World’s Best Cook
My Gram
written by: Dianne Moritz
My gramma, Lillian Thornburg, was the best cook in the whole wide world. I suppose most grandchildren make that claim, but it’s true. When Gram retired from Cobbs Manufacturers, in Des Moines, Iowa, after thirty plus years, she didn’t like retirement. She felt idle, bored, and restless. Soon she found a part-time job as head cook for a small, private nursing home in Des Moines, where she prepared three meals a day for ‘the old ladies.’ The eight women living in the residence adored Gram’s cooking and didn’t much care for the substitute’s food on Gram’s days off. “We missed your scrumptious goodies,” they’d say on her return.
The women particularly liked Gram’s chicken, fried steaks, and homemade noodles. Her beef stew, savored for its tender, mouth-watering meat, had no trace of fat or gristle. Gram’s baked goods ranked at the top of their list: biscuits light as air, creamy peanut butter cookies, delectable, spongy cakes, and fresh fruit pies, all made from scratch, of course.
I remember baking with Gram when I was a girl: donning an apron sewn from used feed sacks, measuring and mixing ingredients, rolling pie dough on the floured kitchen table, using the worn, wooden rolling pin, flour dusting our hands, then scattering sugar on snips of leftover dough for a special treat.
I giggled as I watched Gram make egg noodles. She’d cut the dough in long strips with a pie cutter, then drape them over the kitchen chair rails to dry before boiling them in a pot. They looked so funny hanging all over the kitchen.
Before Gram worked at the home, she had moved from Des Moines to Pleasantville, Iowa, living on a five acre plot of land owned by her husband, Floyd. She commuted to town by bus, quite a trek for a woman in her late sixties. In addition to cooking, she worked on the farm with Floyd, raising chickens, planting vegetable and flower gardens every year, canning tomatoes, freezing fresh corn on the cob, and selling eggs, onions, and pumpkins from their farm stand alongside Highway 5 South that edged the property.
When Gram got a hankering for fried chicken, she’d go outside, grab a hen from the yard, ring its neck, throw the head in the dirt for the chickens and rooster to peck, then prepare the bird for frying.
One stifling August afternoon it was too hot to eat, but Gram insisted on fixing me something. “OK,” I said, “how ‘bout a nice, big salad?” Gram jumped up and rushed outside.

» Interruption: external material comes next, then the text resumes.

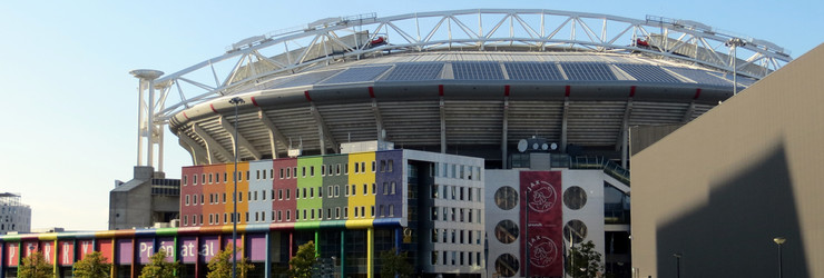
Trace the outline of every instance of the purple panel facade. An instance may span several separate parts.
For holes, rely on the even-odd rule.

She came back a few minutes later, arms brimming with carrots, a head of lettuce, and big, plump, heirloom tomatoes, bits of rich Iowa soil littering the kitchen floor.
After washing, shredding, chopping, and dicing, Gram presented me with a plate piled sky high. A garden fresh salad….literally! Well, I have to say, it was the most delicious salad I’ve ever eaten. The lettuce and carrots were crisp, and crunchy, the tomatoes perfectly ripe and juicy.
Despite the heat, I gobbled it up.
I am certain that Gram had sprinkled on pinches of her secret ingredient…. love for me.